A 7-year-old girl had hyperaldosteronism due to an adrenal cortical adenoma, a rare, surgically remediable cause of hypertension. Although the plasma potassium concentration was only slightly below normal, and the plasma aldosterone concentration was in a high normal range, the consistently suppressed plasma renin activity suggested primary aldosteronism. This diagnosis was confirmed by the failure of saline infusion to lower the plasma aldosterone concentration.
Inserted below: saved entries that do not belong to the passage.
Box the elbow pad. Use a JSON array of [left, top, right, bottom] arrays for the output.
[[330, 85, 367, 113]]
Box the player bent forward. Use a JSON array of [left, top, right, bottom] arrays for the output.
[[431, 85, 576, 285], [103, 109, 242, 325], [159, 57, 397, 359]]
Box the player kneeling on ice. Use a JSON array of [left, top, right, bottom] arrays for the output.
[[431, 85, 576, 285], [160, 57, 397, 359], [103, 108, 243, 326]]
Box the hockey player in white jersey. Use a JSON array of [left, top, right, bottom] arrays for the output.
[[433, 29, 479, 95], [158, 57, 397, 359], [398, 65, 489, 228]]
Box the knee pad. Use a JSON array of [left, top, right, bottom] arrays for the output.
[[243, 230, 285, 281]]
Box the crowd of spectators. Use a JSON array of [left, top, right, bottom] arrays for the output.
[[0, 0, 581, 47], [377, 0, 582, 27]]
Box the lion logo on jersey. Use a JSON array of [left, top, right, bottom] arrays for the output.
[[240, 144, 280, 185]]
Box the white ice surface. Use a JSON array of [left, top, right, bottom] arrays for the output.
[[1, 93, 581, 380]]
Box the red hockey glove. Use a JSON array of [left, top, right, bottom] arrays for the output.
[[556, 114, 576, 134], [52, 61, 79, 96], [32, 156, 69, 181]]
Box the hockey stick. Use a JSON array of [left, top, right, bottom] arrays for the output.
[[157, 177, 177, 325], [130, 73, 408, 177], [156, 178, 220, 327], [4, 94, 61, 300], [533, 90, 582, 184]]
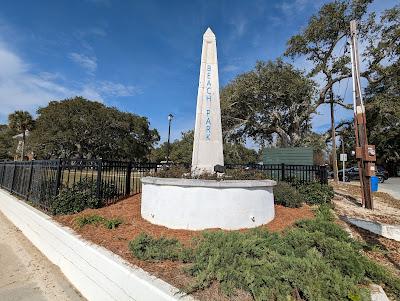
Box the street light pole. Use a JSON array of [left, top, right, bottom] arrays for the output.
[[166, 114, 174, 164]]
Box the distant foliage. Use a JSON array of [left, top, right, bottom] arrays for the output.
[[51, 179, 117, 215], [154, 165, 270, 180], [129, 205, 400, 300], [273, 182, 303, 208]]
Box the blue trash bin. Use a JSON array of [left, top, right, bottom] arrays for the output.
[[370, 176, 379, 192]]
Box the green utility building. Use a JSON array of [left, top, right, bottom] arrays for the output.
[[263, 147, 314, 165]]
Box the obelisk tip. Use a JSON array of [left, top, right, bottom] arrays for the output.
[[203, 27, 215, 38]]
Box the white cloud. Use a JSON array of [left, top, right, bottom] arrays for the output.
[[0, 42, 140, 123], [221, 64, 240, 73], [68, 52, 97, 73], [277, 0, 324, 18]]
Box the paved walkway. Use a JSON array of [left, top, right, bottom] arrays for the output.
[[379, 177, 400, 200], [0, 211, 84, 301]]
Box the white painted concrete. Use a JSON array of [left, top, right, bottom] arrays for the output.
[[191, 28, 224, 174], [141, 177, 276, 230], [345, 217, 400, 242], [0, 189, 194, 301], [370, 284, 390, 301]]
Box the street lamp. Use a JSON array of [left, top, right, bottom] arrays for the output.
[[166, 114, 174, 164]]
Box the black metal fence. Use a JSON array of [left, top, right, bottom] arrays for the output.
[[0, 160, 327, 213], [0, 159, 157, 212], [225, 163, 328, 184]]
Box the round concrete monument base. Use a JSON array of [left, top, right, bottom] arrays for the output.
[[140, 177, 276, 230]]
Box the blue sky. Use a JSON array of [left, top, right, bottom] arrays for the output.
[[0, 0, 397, 145]]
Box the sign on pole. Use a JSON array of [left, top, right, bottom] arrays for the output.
[[340, 154, 347, 162]]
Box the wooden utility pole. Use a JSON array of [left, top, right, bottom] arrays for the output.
[[349, 20, 376, 209], [330, 89, 339, 182]]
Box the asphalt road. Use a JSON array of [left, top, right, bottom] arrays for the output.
[[379, 177, 400, 200], [0, 211, 84, 301]]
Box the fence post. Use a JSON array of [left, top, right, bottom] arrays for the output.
[[320, 165, 328, 185], [0, 162, 4, 188], [26, 161, 34, 200], [125, 161, 132, 196], [281, 163, 285, 181], [96, 159, 102, 200], [54, 158, 62, 196], [10, 161, 17, 193]]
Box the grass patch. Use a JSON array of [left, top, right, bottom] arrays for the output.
[[128, 204, 400, 300], [75, 214, 123, 229]]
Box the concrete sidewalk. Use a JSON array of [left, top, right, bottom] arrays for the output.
[[379, 177, 400, 200], [0, 211, 84, 301]]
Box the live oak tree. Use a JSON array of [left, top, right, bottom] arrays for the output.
[[364, 6, 400, 174], [8, 111, 35, 160], [29, 97, 160, 160], [221, 59, 315, 148], [284, 0, 373, 182]]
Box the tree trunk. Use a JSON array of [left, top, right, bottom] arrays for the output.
[[21, 130, 25, 161], [330, 90, 339, 182]]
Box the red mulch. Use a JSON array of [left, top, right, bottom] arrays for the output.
[[54, 194, 314, 300]]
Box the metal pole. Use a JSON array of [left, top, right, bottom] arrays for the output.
[[166, 114, 173, 164], [342, 138, 346, 183]]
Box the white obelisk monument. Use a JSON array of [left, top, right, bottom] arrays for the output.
[[191, 28, 224, 174]]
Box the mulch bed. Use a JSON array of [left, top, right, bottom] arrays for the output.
[[55, 195, 314, 300]]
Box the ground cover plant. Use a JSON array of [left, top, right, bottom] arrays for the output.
[[74, 214, 123, 229], [128, 205, 400, 300]]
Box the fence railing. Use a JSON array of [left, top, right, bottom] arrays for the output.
[[0, 159, 158, 212], [0, 160, 327, 213], [225, 163, 328, 184]]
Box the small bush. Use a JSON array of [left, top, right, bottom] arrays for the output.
[[104, 218, 123, 229], [75, 214, 105, 228], [51, 179, 117, 215], [273, 182, 303, 208], [128, 232, 191, 261], [74, 214, 123, 229], [298, 182, 334, 205]]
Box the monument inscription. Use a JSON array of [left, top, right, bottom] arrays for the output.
[[191, 28, 224, 173]]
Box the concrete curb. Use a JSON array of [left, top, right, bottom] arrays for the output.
[[0, 189, 195, 301], [344, 216, 400, 242]]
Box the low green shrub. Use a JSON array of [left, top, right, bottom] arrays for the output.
[[273, 182, 303, 208], [51, 179, 117, 215], [298, 182, 334, 205], [74, 214, 123, 229], [75, 214, 105, 228], [128, 233, 191, 262], [128, 205, 400, 300], [104, 218, 123, 229]]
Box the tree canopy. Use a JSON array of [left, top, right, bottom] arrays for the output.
[[0, 125, 17, 160], [221, 59, 315, 147], [29, 97, 159, 161], [364, 5, 400, 172]]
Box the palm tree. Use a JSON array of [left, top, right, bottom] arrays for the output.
[[8, 111, 35, 160]]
Glucocorticoid-remediable hyperaldosteronism was excluded when dexamethasone did not reduce the high plasma aldosterone concentration. An enlarged left adrenal gland was observed in the computed tomographic scan, and blood from the left adrenal vein contained much more aldosterone than blood from the right adrenal vein. Surgical excision of the left adrenal gland, containing an adenoma, was followed by a return of BP and biochemical measurements to their normal ranges. This case demonstrated the importance of a rational systematic approach in the evaluation of children with sustained unexplained hypertension and the need to obtain plasma renin activity values when either hypokalemia is present or initial investigations fall to provide a diagnosis.
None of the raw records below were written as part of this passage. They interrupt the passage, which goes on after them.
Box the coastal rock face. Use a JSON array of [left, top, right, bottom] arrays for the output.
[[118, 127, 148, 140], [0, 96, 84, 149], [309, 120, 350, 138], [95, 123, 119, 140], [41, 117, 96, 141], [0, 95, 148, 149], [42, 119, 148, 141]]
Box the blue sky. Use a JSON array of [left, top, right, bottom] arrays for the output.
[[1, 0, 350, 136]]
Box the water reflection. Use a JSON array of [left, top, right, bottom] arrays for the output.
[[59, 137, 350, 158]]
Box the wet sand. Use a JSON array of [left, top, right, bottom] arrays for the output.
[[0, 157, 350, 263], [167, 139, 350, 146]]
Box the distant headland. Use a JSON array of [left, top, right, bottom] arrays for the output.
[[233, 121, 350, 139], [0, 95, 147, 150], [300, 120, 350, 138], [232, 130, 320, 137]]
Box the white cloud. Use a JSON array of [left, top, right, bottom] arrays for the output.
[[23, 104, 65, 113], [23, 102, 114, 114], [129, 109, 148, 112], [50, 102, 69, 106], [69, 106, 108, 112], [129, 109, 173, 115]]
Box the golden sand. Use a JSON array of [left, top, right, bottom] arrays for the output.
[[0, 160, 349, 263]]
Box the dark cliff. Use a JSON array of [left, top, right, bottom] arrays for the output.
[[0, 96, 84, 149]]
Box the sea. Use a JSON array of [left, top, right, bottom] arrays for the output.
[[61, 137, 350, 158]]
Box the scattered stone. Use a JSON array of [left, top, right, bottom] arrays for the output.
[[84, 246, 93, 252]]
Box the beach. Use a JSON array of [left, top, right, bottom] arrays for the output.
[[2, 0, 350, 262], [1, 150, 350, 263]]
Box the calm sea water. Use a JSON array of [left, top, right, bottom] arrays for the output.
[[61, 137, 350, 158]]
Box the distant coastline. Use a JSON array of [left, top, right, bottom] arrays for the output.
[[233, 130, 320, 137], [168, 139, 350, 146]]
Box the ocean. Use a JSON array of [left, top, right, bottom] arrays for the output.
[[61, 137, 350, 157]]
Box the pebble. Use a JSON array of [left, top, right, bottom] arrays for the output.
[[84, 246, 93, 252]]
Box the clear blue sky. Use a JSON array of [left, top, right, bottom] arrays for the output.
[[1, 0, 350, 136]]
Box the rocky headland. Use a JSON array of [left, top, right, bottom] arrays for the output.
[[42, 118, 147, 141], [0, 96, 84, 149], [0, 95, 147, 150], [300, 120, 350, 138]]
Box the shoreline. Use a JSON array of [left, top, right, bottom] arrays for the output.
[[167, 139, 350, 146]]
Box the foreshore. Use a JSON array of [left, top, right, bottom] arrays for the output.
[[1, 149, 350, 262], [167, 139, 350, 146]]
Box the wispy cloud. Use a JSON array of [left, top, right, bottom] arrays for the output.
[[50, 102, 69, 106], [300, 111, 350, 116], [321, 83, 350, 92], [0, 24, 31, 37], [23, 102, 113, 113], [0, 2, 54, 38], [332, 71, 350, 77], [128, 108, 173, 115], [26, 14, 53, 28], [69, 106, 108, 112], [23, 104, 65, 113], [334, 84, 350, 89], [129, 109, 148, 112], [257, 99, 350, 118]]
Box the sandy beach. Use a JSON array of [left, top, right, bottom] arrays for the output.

一名7岁女孩因肾上腺皮质腺瘤患有醛固酮增多症,这是一种罕见的、可通过手术治疗的高血压病因。尽管血浆钾浓度仅略低于正常水平,血浆醛固酮浓度处于高正常范围,但持续被抑制的血浆肾素活性提示原发性醛固酮增多症。生理盐水输注未能降低血浆醛固酮浓度,证实了这一诊断。地塞米松未能降低高血浆醛固酮浓度,排除了糖皮质激素可治性醛固酮增多症。计算机断层扫描观察到左肾上腺增大,左肾上腺静脉血中的醛固酮比右肾上腺静脉血中的醛固酮多得多。手术切除含有腺瘤的左肾上腺后,血压和生化指标恢复到正常范围。该病例表明,在评估患有持续性不明原因高血压的儿童时,采用合理的系统方法很重要,并且当存在低钾血症或初步检查无法提供诊断时,需要获取血浆肾素活性值。